The short answer
A payment processor is the company that executes the technical work of moving a card transaction through the card network, getting it authorized, and settling the funds into your merchant account. Stripe, Square, First Data/Fiserv, TSYS, Elavon, and Worldpay are the big processors in the US.
In plain English
The processor is where the rubber meets the road. When a customer's card swipes, your gateway sends the data to the processor. The processor talks to the card network (Visa/Mastercard), which talks to the issuing bank, which returns an auth code. The processor captures the transaction and, hours later, settles the funds into your acquirer's merchant account.
Modern bundled providers (Stripe, Square) are processor + gateway + acquirer + software in one company. Traditional setups separate them: you might have Authorize.net as gateway, Fiserv as processor, and Wells Fargo as acquirer — three companies, three contracts.

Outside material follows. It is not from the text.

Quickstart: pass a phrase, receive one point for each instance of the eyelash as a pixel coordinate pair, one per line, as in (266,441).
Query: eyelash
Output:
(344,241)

How it shows up in your business
- Your processor is the one that can freeze your account, put you on reserve, or close your merchant account for cause.
- Processor fees are the variable portion of your statement — usually 0.05% to 0.30% margin on top of interchange + network assessments.
- Your processor's restricted-business list determines which verticals get approved. Stripe's list ≠ Square's list ≠ Authorize.net-partnered-acquirer's list.
- Processor chooses determine availability of things like instant payouts, card-present readers, POS integrations.
Numbers to know
Big US processors by market share (approximate): Fiserv (First Data), Worldpay/FIS, Global Payments, Elavon, TSYS, Square, Stripe, PayPal/Braintree, Adyen. Combined they handle the vast majority of US card volume.
Why multi-brand operators care
Your processor is the single biggest determinant of whether you can accept cards and at what rate. multiflow sits on top of your processor — whichever one you're approved on — and orchestrates multi-brand routing. We don't replace the processor. Switching multiflow providers doesn't require switching processors, and vice versa.